Adding context globally is possible via your config.toml in a section called [context]. For any keys specified here, as long as Prefect Core does not override this key internally, it will be accessible globally from prefect.context, even outside of a flow run.

# config.toml
[context]
a = 1
>>> import prefect
>>> prefect.context.a
1

# Modifying context at runtime

Modifying context, even globally set context keys, at specific times is possible using a provided context manager:

>>> import prefect
>>> with prefect.context(a=2):
...    print(prefect.context.a)
...
2

This is often useful to run flows under different situations for rapid iterative development:

@task
def try_unlock():
    if prefect.context.key == 'abc':
        return True
    else:
        raise signals.FAIL()

with Flow('Using Context') as flow:
    try_unlock()

flow.run() # this run fails

with prefect.context(key='abc'):
    flow.run() # this run is successful

# Prefect-supplied context

In addition to your own context keys, Prefect supplies context to the context object dynamically during flow runs and task runs. This context provides some standard information about the current flow or task. For example, running tasks already know about the day they are run from Prefect-provided context:




 






@task
def report_start_day():
    logger = prefect.context.get("logger")
    logger.info(prefect.context.today)

with Flow('My flow') as flow:
	report_start_day()

flow.run()




 


[2020-03-02 22:15:58,779] INFO - prefect.FlowRunner | Beginning Flow run for 'My flow'
[2020-03-02 22:15:58,780] INFO - prefect.FlowRunner | Starting flow run.
[2020-03-02 22:15:58,786] INFO - prefect.TaskRunner | Task 'report_start_time': Starting task run...
[2020-03-02 22:15:58,786] INFO - prefect.Task: report_start_day | 2020-03-02
[2020-03-02 22:15:58,788] INFO - prefect.TaskRunner | Task 'report_start_time': finished task run for task with final state: 'Success'
[2020-03-02 22:15:58,789] INFO - prefect.FlowRunner | Flow run SUCCESS: all reference tasks succeeded

Using this context can be useful to write time-aware tasks, such as tasks that trigger future work respective to its start time using prefect.context.tomorrow or processing only the prior day's data by using prefect.context.yesterday.

What else is in context?

For an exhaustive list of values that you can find in context, see the corresponding API documentation.

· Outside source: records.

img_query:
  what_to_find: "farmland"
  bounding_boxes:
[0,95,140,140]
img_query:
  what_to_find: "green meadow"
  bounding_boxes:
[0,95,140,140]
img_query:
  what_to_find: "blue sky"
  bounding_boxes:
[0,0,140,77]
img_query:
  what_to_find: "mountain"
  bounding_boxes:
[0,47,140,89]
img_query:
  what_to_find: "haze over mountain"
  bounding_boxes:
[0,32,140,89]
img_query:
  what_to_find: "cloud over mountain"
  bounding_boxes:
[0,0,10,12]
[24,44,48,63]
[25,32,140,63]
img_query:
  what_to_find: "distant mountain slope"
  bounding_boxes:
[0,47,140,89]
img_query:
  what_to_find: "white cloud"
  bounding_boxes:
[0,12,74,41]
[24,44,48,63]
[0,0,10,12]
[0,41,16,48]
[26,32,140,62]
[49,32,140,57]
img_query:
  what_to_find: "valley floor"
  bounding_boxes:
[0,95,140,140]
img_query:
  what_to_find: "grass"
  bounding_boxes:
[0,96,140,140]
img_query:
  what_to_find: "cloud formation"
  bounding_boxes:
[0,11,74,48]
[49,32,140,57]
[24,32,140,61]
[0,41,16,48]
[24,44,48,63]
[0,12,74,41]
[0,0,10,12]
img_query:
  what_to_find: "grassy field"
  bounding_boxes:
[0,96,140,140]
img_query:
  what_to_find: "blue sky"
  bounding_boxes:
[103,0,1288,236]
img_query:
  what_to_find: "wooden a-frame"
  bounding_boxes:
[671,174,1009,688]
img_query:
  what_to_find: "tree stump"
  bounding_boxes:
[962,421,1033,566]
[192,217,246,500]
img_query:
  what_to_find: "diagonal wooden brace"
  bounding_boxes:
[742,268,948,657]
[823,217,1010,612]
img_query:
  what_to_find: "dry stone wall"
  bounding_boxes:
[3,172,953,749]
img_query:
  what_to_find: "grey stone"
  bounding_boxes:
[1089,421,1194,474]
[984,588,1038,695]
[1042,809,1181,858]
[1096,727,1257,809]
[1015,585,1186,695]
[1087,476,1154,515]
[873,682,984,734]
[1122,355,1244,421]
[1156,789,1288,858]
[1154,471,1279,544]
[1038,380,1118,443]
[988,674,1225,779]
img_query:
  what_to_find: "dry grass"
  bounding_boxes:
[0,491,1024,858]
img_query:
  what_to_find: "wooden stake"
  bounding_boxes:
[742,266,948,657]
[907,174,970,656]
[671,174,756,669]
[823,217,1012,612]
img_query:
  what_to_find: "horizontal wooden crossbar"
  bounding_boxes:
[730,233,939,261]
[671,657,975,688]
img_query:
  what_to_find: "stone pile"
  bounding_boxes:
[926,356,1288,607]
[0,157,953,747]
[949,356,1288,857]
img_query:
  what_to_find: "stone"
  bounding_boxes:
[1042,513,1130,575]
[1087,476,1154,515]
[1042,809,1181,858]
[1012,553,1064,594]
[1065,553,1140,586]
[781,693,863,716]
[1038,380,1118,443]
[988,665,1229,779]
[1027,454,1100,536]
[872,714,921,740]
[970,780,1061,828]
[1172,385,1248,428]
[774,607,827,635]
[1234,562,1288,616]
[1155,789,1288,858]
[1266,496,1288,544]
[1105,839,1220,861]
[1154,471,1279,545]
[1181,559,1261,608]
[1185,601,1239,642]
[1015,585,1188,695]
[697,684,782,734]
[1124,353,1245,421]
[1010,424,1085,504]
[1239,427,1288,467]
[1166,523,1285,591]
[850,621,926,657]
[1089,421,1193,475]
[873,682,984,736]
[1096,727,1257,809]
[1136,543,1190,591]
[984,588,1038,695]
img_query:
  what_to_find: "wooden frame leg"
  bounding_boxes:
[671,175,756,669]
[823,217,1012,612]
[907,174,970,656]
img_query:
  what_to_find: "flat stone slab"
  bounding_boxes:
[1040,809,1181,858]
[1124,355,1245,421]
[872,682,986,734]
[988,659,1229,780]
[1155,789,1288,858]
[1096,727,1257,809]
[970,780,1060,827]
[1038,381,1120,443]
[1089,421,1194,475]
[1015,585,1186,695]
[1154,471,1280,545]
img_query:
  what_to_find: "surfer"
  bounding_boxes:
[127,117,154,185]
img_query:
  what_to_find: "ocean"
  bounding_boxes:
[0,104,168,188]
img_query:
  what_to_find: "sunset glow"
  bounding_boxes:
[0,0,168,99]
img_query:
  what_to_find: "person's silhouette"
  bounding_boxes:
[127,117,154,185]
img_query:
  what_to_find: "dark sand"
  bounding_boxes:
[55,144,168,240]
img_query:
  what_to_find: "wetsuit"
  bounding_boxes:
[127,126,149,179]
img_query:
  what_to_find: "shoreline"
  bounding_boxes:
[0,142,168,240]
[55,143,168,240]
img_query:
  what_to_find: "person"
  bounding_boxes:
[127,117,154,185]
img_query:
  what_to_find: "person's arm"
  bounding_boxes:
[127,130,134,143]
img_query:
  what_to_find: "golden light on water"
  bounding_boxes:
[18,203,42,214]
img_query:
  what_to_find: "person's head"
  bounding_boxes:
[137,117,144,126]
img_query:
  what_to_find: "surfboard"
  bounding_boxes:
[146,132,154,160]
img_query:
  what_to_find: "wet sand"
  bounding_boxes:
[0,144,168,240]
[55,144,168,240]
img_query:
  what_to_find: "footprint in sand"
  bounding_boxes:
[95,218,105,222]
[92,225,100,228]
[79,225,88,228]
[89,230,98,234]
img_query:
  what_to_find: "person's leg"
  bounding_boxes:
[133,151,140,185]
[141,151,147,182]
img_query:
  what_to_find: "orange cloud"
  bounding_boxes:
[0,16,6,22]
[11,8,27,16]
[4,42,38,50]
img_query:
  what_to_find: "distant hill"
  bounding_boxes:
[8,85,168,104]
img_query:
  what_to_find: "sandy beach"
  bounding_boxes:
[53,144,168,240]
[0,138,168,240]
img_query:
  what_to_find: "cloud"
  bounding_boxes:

Caveats to modifying Prefect-supplied context

Since Prefect uses some context internally to track metadata during the flow and task run logic, modifying Prefect-supplied context keys can have unintended consequences. It is recommended to generally avoid overriding the key names described in the API documentation.

One exception to this is the timestamp related keys such as prefect.context.today. Users may wish to modify this context per flow run in order to implement "backfills", where individual flow runs execute on a subset of timeseries data.